L'opération était risquée, très risquée. Suicidaire même tout comme les infiltrations régulières de combattants algériens qui, en certains endroits, coupaient la barrière électrifiée à l'aide de grosses pinces, se faisant électrocuter mais permettant ainsi de le franchir, certes brièvement. Informée par ses espions de l'opération qui se préparait, la France fit bombarder au hasard, au napalm, pendant des jours, l'immense frondaison de la forêt de chêne-liège. Sans succès ! Le voeu le plus cher d'Omar Ibrahim Fanon fut exaucé : les moudjahidines réussirent à pénétrer en territoire algérien et à y inhumer son corps, à quelques centaines de mettre seulement de la frontière.

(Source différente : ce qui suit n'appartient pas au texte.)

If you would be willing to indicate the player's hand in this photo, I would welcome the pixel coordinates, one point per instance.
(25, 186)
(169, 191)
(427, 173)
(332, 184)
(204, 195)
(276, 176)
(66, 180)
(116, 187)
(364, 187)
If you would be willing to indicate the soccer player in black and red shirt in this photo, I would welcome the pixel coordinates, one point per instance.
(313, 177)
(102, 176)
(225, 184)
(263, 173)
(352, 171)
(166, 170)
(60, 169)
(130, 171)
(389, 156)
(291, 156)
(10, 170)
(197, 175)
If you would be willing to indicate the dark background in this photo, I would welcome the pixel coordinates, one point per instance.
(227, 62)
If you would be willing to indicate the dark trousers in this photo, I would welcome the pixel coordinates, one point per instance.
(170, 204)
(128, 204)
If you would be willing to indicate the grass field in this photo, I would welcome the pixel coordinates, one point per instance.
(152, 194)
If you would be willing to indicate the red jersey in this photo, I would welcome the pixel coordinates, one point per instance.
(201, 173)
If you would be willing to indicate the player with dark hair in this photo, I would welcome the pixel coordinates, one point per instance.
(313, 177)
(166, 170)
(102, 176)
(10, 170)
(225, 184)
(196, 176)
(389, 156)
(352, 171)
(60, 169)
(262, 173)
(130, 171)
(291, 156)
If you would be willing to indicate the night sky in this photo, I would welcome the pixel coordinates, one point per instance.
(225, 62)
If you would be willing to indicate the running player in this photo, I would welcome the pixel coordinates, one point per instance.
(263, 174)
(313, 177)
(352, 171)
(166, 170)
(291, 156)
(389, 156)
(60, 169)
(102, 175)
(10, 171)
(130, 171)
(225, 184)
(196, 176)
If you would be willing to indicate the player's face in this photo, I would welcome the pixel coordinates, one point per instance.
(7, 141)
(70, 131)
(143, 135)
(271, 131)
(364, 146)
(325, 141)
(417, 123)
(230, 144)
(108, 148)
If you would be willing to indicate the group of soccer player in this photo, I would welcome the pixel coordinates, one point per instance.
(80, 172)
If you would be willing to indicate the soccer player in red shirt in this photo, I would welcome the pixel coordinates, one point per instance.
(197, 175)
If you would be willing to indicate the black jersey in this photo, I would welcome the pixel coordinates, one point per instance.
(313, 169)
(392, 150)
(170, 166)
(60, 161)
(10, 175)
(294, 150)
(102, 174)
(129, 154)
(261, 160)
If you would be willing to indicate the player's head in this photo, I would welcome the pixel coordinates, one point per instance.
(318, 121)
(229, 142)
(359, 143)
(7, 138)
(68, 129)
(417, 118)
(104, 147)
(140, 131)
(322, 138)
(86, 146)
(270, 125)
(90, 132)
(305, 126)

Des combattants algériens perdirent cependant la vie au cours de l'opération.
Après l'indépendance de l'Algérie, trois ans plus tard, en 1965, le corps d'Omar Ibrahim Fanon fut récupéré et inhumé une seconde fois au cimetière des chouhada (martyrs) dans le village d'Aïn Kerma, à l'est du pays, dans la wilaya (département) d'El-Tarf, où il repose désormais. La photo de son inhumation qui illustre cet article est peu connue des Martiniquais. On y voit des Algériens, des Français ralliés au FLN (Front de Libération Nationale) ainsi que des combattants d'autres nationalités à une époque où l'internationalisme n'était pas un vain mot.
(Le détail de l'incroyable opération qui a consisté à faire traverser le cercueil de Fanon à travers la forêt de chêne-liège est racontée dans mon ouvrage, Frantz Fanon. L'Insurrection de l'âme publié chez Caraibéditions)...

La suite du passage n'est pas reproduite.